Improved assimilation algorithm
SEEDS develops an advanced data assimilation algorithm (4DEnVar) to prepare the way for better exploitation of the hourly data from Sentinel 4 and improve air quality forecasts in the CAMS operational system.
SEEDS’ new data assimilation algorithm optimally integrates different models, by addressing the majority of errors causing uncertainty in air quality predictions.
- SEEDS methodology for advanced products data assimilation
- Open-source code with the 4DEnVAr algorithm for use by a wide range of researchers and scientific experts
The 4DEnVar is a hybrid algorithm that includes information from probabilistic forecasts with variational (4D-Var) and ensemble-based approaches (EnKF) to make the best out of these two different Data Assimilation (DA) schemes.
The new 4DEnVAr data assimilation algorithm combines the capacity to assimilate highly resolved temporal variability of observations and to account for the presence of multiple competing error terms including those from emission inversion models. It is able to account for various types of model errors deriving from different DA schemes, which are responsible for a significant part of the uncertainty in air quality predictions. It also allows to reduce analyses and forecast biases that are not related to emissions/deposition or derive from emissions/deposition not well constrained.

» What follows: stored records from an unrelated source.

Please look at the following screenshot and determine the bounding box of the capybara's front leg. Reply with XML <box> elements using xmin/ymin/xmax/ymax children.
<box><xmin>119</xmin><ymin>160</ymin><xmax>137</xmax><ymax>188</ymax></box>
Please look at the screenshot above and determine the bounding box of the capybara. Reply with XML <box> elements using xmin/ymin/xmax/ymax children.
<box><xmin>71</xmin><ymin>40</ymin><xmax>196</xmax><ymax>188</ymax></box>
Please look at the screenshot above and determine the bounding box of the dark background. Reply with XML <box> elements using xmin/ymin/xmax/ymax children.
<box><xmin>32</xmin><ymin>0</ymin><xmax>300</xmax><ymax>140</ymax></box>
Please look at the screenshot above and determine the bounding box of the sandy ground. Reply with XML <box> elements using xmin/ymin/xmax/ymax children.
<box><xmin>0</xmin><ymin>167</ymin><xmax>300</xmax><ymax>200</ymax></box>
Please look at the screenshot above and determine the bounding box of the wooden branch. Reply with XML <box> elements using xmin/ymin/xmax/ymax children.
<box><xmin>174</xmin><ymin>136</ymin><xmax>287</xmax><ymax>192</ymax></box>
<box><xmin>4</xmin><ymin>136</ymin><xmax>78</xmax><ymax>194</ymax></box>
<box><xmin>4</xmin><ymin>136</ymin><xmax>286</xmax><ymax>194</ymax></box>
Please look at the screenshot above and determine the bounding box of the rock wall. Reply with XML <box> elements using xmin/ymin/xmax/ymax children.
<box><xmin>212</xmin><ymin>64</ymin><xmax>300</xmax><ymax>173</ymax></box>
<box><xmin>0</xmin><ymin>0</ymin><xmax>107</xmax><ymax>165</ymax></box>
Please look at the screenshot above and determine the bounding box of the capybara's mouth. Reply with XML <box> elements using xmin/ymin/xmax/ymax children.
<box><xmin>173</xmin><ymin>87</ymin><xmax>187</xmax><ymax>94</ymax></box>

The SEEDS new assimilation algorithm is made to address and reduce model errors for next-day air-quality forecasts. It works both based on an ensemble of air-quality forecasts provided by a single perturbed model or based on a collection of different models (CAMS) to allow for extended use by the research community. It takes advantage of frequent (hourly) observations (in-situ, Sentinel4) allowing the use of daily information instead of one single observation per hour and station.